# [Wet Thumb Forum]-Bought my pressurized system



## Ryan Wright (Feb 4, 2003)

FYI, just wanted to let you know that I have purchased my setup, and items are on the way. I bought the regulator combo unit from Custom Aquatic that spihunter mentioned on the old board (http://www.aquabotanic.com/boards/viewtopic.php?p=22762#22762).

Thank you to everyone who provided assistance.

-Ryan


----------



## Ryan Wright (Feb 4, 2003)

FYI, just wanted to let you know that I have purchased my setup, and items are on the way. I bought the regulator combo unit from Custom Aquatic that spihunter mentioned on the old board (http://www.aquabotanic.com/boards/viewtopic.php?p=22762#22762).

Thank you to everyone who provided assistance.

-Ryan


----------



## Doomer (Feb 2, 2003)

Cool.







Let us know how the regulator works out. I've heard both good and bad about.


----------



## spihunter (Feb 1, 2003)

Ryan,

When you put the regulator on the tank make sure that the solenoid is pluged in and the black knob on the front is loose. When I first got mine I just stuck it on the cylinder and turned it on (like an idiot). I called the custom aquatic tech support and they got me stright.


----------



## Ryan Wright (Feb 4, 2003)

Thanks for the info, Paul. I've purchased a tank and found a place to fill it (see "Where to buy & fill CO2 tanks??"), and only have a couple more questions:

1. What do the gauges measure? What sort of information can I glean from them? How do I tell when the tank is empty?

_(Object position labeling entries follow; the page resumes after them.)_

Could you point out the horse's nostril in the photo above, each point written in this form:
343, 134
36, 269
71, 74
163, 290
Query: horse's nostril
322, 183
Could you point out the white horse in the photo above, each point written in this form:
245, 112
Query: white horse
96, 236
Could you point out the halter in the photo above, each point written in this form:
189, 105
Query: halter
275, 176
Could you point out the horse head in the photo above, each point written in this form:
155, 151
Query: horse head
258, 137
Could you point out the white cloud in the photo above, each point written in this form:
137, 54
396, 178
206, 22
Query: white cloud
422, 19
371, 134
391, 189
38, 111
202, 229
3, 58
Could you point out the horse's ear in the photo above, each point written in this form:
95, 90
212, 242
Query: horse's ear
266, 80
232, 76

2. Other than trial and error, how do I know how much CO2 to inject? I've got about 100 gallons of water (75 gallon tank, ~25-30 gallons in sump). I figured I'd start with one bubble every second and then work up or down from there. Does this sound good?


----------



## spihunter (Feb 1, 2003)

Hello Ryan,

The left gauge measures the pressure in the
cylinder and the right gauge is the working presure.

For a 75 gallon tank I would start with 1 bubble
every 3 seconds and work up from there.

See my tanks here:
http://www.plantedtank.net/paul25.html
and here:http://www.plantedtank.net/paul75.html
Paul Gallant(formerly spihunter)


----------



## Rex Grigg (Jan 22, 2004)

To know how much CO2 you need to inject you need to call in sick from work. 
1. Turn on the lights, test the pH and let the lights run for about an hour. 
2. Then start the CO2 at a low setting. Wait about 1/2 hour and test your pH, and test your kH. 
3. Check the CO2 chart. If your CO2 levels are not around 20-30 ppm then feed some more gas into the tank and repeat this step till your CO2 levels are good. Then watch the bubble rate and test the tank every couple of hours. If it stays stable you are set.

Semper Fi


----------